Mia Berman, who also ran for Senate, wrote in an email to the News-Letter that she thought the reset hurt the election because the votes that had been previously cast were voided.

“I would have preferred them to simply have added the names as soon as they noticed the glitch, or looked at the data from voting afterwards to see if it caused that large of a gap in votes, and then find a way to account for them either through a runoff election or some other method,” Berman wrote.

After the new ballot was posted, presidential candidate Sarah Harrison was listed as a senatorial candidate. Instead of resetting the election again, the CSE corrected the error quickly.

“I think the CSE handled it professionally,” Harrison wrote in an email to The News-Letter. “They emailed me back with a satisfactory explanation. In the end, they…counted write-in presidential votes that were cast before the glitch was edited.”

Despite questions over the handling of the election, some candidates said their experiences with the campaign process and the SGA were positive overall.

“I’m constantly in ‘orientation mode’ in the sense that I want to sit down next to random freshmen and get to know them every day, [and] the election has given me a chance to do that,” Woll said.

Annear, who ran with Woll on a common ticket, echoed this sentiment.

“Regardless of the election results today, I got the opportunity to meet so many more people that I may not have gotten to know otherwise,” Annear wrote. “Particularly within my coalition [of candidates running on the same ticket], we didn’t know each other extremely well before running together. I feel like I have made lasting friendships.”

Berman wrote that she was also impressed with the standing SGA.

“I thought that they were doing a lot of really good work that would greatly benefit the Hopkins community,” Berman wrote. “I understand there are current concerns about how responsive the SGA is to students, but I heard a real interest from [SGA] members to solve that.”

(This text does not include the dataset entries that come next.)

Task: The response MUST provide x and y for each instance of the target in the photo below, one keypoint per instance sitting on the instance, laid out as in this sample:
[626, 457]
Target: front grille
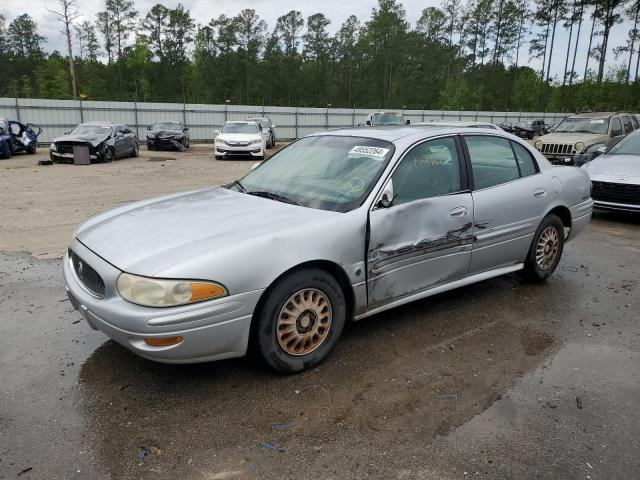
[87, 275]
[616, 192]
[557, 148]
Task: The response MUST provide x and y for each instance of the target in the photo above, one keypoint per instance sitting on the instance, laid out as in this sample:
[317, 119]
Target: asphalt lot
[501, 379]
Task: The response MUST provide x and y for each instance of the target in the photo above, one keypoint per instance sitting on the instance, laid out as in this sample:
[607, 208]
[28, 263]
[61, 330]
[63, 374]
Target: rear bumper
[621, 207]
[210, 330]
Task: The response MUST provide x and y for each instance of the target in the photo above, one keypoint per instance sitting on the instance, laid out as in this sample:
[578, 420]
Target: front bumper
[163, 142]
[211, 330]
[230, 150]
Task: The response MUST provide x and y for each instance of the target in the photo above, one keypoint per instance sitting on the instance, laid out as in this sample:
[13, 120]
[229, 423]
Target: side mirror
[387, 197]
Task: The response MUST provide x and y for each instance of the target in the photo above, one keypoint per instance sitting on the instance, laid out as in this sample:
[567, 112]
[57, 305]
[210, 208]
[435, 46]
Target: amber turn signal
[163, 341]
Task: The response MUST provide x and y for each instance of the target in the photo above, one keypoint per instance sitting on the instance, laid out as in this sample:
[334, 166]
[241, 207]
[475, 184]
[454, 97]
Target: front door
[424, 238]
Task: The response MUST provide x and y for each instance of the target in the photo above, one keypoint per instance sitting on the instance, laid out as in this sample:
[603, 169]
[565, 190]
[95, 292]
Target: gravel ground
[500, 379]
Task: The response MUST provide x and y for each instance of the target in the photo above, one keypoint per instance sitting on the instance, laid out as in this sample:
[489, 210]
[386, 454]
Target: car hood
[165, 132]
[94, 140]
[239, 137]
[573, 138]
[147, 237]
[616, 165]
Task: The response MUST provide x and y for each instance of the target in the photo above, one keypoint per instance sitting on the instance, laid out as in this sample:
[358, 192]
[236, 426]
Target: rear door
[509, 199]
[424, 238]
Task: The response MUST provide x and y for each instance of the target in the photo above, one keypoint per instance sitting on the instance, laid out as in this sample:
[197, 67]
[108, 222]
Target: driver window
[429, 170]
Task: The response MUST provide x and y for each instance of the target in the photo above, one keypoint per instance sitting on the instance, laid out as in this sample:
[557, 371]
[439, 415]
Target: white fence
[57, 116]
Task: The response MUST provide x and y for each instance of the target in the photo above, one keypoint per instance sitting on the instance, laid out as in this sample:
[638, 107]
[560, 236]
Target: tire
[109, 155]
[5, 152]
[539, 265]
[314, 332]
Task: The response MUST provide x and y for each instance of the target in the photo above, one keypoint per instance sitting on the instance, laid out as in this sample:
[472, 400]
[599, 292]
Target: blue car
[17, 137]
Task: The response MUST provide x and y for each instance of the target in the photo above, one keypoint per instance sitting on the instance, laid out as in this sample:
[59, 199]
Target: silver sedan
[338, 226]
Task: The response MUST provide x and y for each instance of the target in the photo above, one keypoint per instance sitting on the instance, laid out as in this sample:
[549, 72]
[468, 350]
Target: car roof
[596, 114]
[102, 124]
[393, 133]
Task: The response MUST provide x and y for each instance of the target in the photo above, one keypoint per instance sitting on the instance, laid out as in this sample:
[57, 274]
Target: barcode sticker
[361, 150]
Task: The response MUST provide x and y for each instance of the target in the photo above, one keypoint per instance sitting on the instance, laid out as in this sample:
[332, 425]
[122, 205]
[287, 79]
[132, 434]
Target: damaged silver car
[338, 226]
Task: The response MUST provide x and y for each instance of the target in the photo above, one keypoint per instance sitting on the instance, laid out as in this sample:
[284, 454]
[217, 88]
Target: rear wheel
[546, 249]
[5, 150]
[301, 321]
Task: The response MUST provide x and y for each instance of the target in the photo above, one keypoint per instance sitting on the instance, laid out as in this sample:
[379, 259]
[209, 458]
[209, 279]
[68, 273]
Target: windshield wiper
[273, 196]
[236, 183]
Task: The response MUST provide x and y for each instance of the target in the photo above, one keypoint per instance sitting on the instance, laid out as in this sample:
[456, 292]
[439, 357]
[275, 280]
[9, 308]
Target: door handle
[540, 192]
[459, 212]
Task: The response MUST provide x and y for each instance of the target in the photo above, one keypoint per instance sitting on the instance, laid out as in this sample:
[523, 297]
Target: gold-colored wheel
[304, 321]
[547, 248]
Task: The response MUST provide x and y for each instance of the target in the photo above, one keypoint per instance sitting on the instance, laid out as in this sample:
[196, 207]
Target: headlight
[155, 292]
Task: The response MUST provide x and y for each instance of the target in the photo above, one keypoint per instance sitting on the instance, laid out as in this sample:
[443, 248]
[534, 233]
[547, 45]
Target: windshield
[387, 119]
[239, 128]
[629, 145]
[166, 126]
[583, 125]
[91, 130]
[264, 125]
[325, 172]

Jason Dealessi, a senator candidate, wrote in an email to The News-Letter that he wanted to run for an SGA position to lead his class and hear their opinions.

“I ran for SGA Senator because I was involved with student government in high school and heard that Hopkins provided students with more freedom to make decisions and to lead in student government,” DeAlessi wrote.

Other candidates were ran with specific issues in mind that they wanted to address through SGA membership.

“Whether I win or lose, I will want to facilitate a change in the school’s response to sexual assault allegations and an increased transparency in where our tuition is actually going,” Harrison wrote.